Created By : Jatin Gogia
Reviewed By : Rajasekhar Valipishetty
Last Updated : Apr 06, 2023
HCF Calculator using the Euclid Division Algorithm helps you to find the Highest common factor (HCF) easily for 218, 641, 509 i.e. 1 the largest integer that leaves a remainder zero for all numbers.
HCF of 218, 641, 509 is 1 the largest number which exactly divides all the numbers i.e. where the remainder is zero. Let us get into the working of this example.
Consider we have numbers 218, 641, 509 and we need to find the HCF of these numbers. To do so, we need to choose the largest integer first and then as per Euclid's Division Lemma a = bq + r where 0 ≤ r ≤ b
Highest common factor (HCF) of 218, 641, 509 is 1.
HCF(218, 641, 509) = 1
Highest common factor or Highest common divisor (hcd) can be calculated by Euclid's algotithm.
Highest common factor (HCF) of 218, 641, 509 is 1.
Step 1: Since 641 > 218, we apply the division lemma to 641 and 218, to get
641 = 218 x 2 + 205
Step 2: Since the reminder 218 ≠ 0, we apply division lemma to 205 and 218, to get
218 = 205 x 1 + 13
Step 3: We consider the new divisor 205 and the new remainder 13, and apply the division lemma to get
205 = 13 x 15 + 10
We consider the new divisor 13 and the new remainder 10,and apply the division lemma to get
13 = 10 x 1 + 3
We consider the new divisor 10 and the new remainder 3,and apply the division lemma to get
10 = 3 x 3 + 1
We consider the new divisor 3 and the new remainder 1,and apply the division lemma to get
3 = 1 x 3 + 0
The remainder has now become zero, so our procedure stops.

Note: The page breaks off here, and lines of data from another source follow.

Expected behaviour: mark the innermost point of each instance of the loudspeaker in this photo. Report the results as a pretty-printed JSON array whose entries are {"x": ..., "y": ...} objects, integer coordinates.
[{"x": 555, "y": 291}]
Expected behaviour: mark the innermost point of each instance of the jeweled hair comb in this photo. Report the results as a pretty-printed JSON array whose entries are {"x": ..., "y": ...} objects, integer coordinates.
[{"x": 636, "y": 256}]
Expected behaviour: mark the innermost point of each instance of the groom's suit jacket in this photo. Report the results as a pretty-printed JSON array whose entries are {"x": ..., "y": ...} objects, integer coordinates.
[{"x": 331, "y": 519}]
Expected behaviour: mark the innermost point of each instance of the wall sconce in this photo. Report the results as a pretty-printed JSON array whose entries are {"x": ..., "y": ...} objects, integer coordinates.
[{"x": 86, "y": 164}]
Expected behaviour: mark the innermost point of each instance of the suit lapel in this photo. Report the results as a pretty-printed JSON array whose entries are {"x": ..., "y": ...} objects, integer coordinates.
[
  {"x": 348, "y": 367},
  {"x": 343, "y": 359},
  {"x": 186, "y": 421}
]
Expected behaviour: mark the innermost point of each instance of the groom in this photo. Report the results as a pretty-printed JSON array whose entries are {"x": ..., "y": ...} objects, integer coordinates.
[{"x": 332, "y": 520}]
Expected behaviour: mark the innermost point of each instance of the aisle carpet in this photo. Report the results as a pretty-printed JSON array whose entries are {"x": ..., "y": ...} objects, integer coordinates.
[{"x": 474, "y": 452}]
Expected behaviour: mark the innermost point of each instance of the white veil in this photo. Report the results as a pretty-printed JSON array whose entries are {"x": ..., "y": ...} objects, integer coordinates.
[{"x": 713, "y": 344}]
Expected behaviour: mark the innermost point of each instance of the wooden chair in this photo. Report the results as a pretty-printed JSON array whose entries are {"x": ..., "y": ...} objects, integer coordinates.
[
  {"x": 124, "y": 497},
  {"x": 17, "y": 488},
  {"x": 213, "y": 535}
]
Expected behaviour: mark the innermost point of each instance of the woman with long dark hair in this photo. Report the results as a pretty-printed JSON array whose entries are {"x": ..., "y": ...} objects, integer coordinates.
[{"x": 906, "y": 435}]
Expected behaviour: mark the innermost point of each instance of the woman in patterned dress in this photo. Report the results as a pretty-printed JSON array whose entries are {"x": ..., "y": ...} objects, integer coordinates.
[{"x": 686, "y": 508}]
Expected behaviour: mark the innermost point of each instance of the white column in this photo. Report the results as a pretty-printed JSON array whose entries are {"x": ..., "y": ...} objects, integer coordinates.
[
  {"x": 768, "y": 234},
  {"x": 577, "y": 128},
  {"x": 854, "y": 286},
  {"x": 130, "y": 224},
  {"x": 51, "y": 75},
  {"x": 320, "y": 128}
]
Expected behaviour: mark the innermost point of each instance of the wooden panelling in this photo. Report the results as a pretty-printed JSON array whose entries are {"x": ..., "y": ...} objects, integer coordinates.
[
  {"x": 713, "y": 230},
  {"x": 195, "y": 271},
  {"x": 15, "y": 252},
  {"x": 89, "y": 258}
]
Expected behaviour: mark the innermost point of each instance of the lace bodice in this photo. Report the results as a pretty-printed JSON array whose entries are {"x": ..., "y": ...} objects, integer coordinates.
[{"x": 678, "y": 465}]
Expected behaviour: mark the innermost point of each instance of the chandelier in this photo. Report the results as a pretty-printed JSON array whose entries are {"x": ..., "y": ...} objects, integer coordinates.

Since the divisor at this stage is 1, the HCF of 218 and 641 is 1
Notice that 1 = HCF(3,1) = HCF(10,3) = HCF(13,10) = HCF(205,13) = HCF(218,205) = HCF(641,218) .
We can take hcf of as 1st numbers and next number as another number to apply in Euclidean lemma
Step 1: Since 509 > 1, we apply the division lemma to 509 and 1, to get
509 = 1 x 509 + 0
The remainder has now become zero, so our procedure stops. Since the divisor at this stage is 1, the HCF of 1 and 509 is 1
Notice that 1 = HCF(509,1) .
Here are some samples of HCF using Euclid's Algorithm calculations.
1. What is the Euclid division algorithm?
Answer: Euclid's Division Algorithm is a technique to compute the Highest Common Factor (HCF) of given positive integers.
2. what is the HCF of 218, 641, 509?
Answer: HCF of 218, 641, 509 is 1 the largest number that divides all the numbers leaving a remainder zero.
3. How to find HCF of 218, 641, 509 using Euclid's Algorithm?
Answer: For arbitrary numbers 218, 641, 509 apply Euclid’s Division Lemma in succession until you obtain a remainder zero. HCF is the remainder in the last but one step.